The highlight of the session for me was Ron Dennis, Executive Chairman of McLaren, who gave an update on their SAP HANA project. McLaren are in the process of implementing it internally – to better run their business – but also with the vast amounts of telemetry data that is generated during race days.
This is how he explains the power of SAP HANA to non-techies: during each a race, McLaren harvests six and a half billion pieces of data from each of their two cars, so around 13Bn in total. This is twice the world’s population. SAP HANA is like simultaneously putting a question to twice the world’s population, and being able to get an answer back in less than a tenth of a second.
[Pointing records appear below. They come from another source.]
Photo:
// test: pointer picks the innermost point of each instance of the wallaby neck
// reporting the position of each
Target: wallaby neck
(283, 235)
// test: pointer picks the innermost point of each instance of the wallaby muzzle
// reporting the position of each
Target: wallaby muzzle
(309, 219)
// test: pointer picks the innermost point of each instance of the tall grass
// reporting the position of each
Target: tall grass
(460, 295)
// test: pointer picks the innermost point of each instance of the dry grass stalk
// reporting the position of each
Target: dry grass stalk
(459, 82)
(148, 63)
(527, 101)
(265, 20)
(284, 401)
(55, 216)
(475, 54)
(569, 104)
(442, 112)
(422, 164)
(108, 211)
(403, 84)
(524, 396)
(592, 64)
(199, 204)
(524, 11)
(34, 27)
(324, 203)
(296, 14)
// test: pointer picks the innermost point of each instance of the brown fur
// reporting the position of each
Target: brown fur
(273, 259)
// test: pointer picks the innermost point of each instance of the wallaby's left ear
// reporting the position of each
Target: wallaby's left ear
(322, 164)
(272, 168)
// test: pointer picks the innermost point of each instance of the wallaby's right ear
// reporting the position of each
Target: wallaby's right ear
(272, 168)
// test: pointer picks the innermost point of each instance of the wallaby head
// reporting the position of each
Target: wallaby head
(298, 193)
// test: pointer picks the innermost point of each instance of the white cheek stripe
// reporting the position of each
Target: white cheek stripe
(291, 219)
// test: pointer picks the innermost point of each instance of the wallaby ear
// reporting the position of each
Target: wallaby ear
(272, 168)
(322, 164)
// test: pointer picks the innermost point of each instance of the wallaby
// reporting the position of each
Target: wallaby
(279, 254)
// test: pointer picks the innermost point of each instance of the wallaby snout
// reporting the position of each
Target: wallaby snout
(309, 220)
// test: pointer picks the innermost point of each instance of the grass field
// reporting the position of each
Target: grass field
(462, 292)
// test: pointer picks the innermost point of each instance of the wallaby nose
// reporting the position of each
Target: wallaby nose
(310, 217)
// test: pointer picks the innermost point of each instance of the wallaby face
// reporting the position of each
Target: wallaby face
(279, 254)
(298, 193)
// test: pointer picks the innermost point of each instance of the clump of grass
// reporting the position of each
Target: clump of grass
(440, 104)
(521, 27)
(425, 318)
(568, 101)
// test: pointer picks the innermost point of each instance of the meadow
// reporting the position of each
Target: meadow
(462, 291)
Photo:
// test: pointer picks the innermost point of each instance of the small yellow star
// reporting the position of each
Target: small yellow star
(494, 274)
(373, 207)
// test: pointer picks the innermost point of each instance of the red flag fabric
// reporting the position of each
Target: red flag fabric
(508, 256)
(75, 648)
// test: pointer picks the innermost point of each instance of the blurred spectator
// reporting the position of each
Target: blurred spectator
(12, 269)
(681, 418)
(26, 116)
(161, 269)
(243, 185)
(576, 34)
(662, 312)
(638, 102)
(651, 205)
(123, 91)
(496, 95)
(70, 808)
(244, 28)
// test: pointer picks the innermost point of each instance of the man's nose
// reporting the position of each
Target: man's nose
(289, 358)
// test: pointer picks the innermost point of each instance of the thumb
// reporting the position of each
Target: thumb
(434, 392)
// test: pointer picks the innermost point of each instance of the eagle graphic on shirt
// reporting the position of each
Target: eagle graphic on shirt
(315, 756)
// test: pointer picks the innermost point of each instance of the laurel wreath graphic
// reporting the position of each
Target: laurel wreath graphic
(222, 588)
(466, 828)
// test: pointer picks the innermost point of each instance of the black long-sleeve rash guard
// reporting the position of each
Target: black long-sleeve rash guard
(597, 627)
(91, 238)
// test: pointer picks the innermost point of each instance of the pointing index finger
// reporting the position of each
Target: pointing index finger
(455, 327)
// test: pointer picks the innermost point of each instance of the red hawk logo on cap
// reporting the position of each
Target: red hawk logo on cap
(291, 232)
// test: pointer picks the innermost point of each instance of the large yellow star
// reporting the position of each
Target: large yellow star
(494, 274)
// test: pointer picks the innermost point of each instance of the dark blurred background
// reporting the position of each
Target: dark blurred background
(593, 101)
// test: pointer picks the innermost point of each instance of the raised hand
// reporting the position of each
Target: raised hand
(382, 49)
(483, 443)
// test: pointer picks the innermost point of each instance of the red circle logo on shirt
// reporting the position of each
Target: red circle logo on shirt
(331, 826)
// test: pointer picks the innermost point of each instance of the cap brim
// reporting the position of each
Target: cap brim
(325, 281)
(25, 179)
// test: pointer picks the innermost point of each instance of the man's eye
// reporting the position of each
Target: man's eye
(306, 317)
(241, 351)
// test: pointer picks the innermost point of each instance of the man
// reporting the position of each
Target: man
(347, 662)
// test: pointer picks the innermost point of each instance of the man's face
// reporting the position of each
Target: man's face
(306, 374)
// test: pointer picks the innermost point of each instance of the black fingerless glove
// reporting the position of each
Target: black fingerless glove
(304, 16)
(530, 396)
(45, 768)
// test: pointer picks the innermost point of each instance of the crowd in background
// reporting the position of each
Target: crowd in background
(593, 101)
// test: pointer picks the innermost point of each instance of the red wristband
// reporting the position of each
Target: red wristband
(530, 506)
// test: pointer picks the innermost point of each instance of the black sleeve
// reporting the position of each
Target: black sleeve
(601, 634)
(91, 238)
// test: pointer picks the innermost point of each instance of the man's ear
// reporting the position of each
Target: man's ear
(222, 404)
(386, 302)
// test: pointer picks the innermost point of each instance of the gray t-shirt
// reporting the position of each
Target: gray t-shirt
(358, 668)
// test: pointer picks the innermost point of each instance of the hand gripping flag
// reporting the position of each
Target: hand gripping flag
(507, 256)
He concluded: “It’s just an amazing tool to put in the hands of both our engineers and our management”
Fred Samson came up on stage to demonstrate the latest prototype racing dashboard, that reacts to the data in real time:
The dashboard also shows the results of SAP HANA’s sophisticated in-memory algorithms, predicting the likelihood of various different outcomes:
Jim went on to cover a wide range of topics, including healthcare: “it’s not about curing diseases, it’s about preventing diseases.”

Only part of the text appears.